Thanks for sharing the situation with us. I’ll take a moment and share a few thoughts the situation raises for me. Then, I’ll invite others to share their perspectives as well.
One of the greatest challenges I face is living in a world that would have us believe the solutions to all our problems are “either/or”. To put it in context of this situation, the world would have us believe that the solutions to the girl’s problems are either purely secular (i.e., get her on medications or into a therapist’s office) or purely sacred (i.e., pray and fast for her). As a Progressive person of faith, I believe that the best solutions to such challenges are “both/and” – meaning there are elements of the solution that include BOTH secular and sacred aspects.

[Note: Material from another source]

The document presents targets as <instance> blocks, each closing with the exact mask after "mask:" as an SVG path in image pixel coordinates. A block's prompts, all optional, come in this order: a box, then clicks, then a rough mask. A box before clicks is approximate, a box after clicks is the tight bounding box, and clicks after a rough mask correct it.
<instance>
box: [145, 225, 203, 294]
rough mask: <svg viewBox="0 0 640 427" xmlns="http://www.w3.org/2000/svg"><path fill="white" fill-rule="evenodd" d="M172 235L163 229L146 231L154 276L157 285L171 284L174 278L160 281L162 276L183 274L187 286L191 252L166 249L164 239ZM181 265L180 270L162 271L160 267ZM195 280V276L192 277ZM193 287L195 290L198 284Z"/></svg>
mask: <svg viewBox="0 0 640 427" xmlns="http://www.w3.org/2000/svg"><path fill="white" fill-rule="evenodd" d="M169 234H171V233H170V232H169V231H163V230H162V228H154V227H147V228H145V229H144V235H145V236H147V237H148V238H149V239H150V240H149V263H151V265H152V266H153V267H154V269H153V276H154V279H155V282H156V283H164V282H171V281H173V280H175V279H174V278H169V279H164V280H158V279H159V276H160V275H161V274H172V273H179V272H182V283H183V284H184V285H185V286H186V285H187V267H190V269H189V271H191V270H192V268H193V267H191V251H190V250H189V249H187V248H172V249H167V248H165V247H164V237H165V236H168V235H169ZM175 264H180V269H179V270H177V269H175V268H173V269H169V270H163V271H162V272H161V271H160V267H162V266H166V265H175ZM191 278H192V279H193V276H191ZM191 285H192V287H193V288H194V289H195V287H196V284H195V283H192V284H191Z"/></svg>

From what you shared, it sounds like a big piece of the young girl’s challenges right now are situational. She is depressed because she has changed schools and left her friends behind. This leads me to believe that it might be good to start by having her see a counselor or mental health professional to help her process her feelings and assess if there are deeper challenges (i.e., chemical issues) that might need medication. This is what many would call the “secular” aspect of the problem.
While some might stop there, I would not. As a person of faith, there are wonderful ways in which one’s faith could help support the girl in this time of transition. As a Progressive person of faith, I would articulate those things in ways that are different from this girl’s mother and congregation approach. Instead of assuming that WE know God’s will (i.e., God wants her to attend this new charter school), I would embrace the spirit of The Lord’s Prayer – especially the “THY will be done” portion – and ask for guidance to understand what is truly best for the young woman.
I would also pray for the humility to accept that my perception of the solution might be misguided – and that God’s desires would be for her to be in a different setting (i.e., return to the public school her friends are attending). To figure this out, I would use spiritual disciplines ranging from discernment groups, prayer groups, and conversations with trusted spiritual guides that could help the young woman discover the best – not necessarily the easiest – path for her.
In terms of her mother’s approach, I have one primary concern. Sometimes people who embrace a particular form of Christianity take an approach to mental health issues that I would summarize as a “pray the problem away”. They believe that prayer alone can “fix” the problem or crisis. What they fail to appreciate, is that prayer is only one part of the equation. Prayer leads us to the second half of the equation: action. That action can take many forms including things like seeking out a good licensed therapist or counselor, seeking the advice of trained medical professionals versed in mental health issues, and a willingness to revisit one’s earlier decisions (i.e. changing her school enrollment).
While I believe the mother’s intentions for her daughter are good, her “either/or” approach to resolving the issue (i.e., emphasizing only a “sacred” approach to the challenge and ignoring “secular” solutions) might be putting her daughter at risk for a mental health crisis.
So what perspectives would you share with our reader about her concerns?